"I have the right to call myself so, if I choose," he admitted. "I am pleased to meet you again. I was waiting for a friend when you beckoned. If you did not recognize my face at first, may I ask what it was you wanted of me?"

There was no limit, then, to his audacity. He had not learned his lesson yet, after all, it would seem.

Monny could not bear tamely to lose her hat, though she must have felt her hatpins trembling in the balance. "I told you before," she repeated, "that it was I who beckoned you." He looked at her, without speaking; and somehow the green turban and the long straight gown, by adding to his dignity, added also to his remote air of cold politeness. How could she go on? Had she the cheek to go on? She had; but the cheek was flushed with embarrassment.

"I—er—I am anxious for a guide, some one who knows Egypt well, and several languages," she desperately blurted out, looking like a half-frightened, half-defiant child. "I thought——"

"There are plenty of dragomans, Madame," Green Turban reminded her. "I can recommend you several."

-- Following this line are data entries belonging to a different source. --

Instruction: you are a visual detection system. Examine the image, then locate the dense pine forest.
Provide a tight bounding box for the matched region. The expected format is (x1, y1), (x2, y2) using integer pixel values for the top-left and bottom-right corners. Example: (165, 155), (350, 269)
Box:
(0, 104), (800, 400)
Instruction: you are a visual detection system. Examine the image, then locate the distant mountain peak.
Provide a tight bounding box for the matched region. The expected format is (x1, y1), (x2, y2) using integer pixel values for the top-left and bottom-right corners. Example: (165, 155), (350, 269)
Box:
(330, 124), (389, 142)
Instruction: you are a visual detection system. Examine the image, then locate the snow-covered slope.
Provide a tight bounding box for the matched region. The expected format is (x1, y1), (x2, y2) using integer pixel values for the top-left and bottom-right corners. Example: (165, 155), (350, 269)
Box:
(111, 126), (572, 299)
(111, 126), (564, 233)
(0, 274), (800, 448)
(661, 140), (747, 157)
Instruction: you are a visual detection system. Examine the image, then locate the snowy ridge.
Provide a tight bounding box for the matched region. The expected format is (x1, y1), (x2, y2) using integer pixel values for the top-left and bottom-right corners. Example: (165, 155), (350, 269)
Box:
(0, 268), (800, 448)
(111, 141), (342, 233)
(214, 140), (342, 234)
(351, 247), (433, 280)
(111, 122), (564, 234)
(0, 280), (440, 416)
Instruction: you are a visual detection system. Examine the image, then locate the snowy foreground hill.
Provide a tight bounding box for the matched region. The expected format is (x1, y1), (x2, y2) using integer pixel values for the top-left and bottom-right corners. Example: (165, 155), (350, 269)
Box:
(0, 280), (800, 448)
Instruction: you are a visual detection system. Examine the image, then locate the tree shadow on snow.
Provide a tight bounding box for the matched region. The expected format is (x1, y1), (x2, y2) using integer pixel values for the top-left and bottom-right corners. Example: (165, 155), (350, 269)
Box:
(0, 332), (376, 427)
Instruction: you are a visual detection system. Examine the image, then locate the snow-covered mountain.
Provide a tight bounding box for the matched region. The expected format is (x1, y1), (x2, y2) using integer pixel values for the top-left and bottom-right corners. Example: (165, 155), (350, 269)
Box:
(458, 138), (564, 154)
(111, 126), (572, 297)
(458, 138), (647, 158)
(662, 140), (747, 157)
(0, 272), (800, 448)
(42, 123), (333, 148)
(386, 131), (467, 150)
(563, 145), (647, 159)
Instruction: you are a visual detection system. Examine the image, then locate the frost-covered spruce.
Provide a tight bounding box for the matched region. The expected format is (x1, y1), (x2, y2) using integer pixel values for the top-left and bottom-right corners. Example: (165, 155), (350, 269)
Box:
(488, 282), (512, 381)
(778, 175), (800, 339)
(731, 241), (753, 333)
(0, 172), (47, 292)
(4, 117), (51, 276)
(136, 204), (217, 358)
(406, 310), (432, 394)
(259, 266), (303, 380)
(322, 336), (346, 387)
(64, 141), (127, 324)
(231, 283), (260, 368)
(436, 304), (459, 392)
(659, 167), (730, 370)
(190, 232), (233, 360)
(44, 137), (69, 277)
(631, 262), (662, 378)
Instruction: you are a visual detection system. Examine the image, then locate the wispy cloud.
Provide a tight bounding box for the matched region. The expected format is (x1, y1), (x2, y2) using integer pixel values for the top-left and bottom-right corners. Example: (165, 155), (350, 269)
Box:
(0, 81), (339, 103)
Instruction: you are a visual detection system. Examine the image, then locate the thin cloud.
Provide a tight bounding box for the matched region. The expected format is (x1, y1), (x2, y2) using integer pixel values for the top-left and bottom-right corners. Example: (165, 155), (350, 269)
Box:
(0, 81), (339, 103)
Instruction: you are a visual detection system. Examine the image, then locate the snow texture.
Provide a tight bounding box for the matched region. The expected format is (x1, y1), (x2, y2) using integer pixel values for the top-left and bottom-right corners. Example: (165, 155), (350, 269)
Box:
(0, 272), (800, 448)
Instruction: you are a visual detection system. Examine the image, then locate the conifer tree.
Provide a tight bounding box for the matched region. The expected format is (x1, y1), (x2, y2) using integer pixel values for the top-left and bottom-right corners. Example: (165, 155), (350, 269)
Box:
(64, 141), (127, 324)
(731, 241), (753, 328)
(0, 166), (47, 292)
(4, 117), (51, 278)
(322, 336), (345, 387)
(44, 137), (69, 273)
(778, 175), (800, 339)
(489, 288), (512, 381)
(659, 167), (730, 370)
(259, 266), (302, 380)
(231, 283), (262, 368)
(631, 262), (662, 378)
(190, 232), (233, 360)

"I don't want a regular dragoman," she said. "And I'm not 'Madame.' I am Miss Gilder."

"Indeed?" Chilling indifference in the tone. (Monny's hat was practically mine. I thought I should rather value it.)

"Yes. But of course that can't matter to you."

"No. It cannot, Mademoiselle."

"What I want to say, is this. You're a Hadji, which means you've been to Mecca; Lord Ernest Borrow's just told us. So you must be very intelligent. Are you in business?"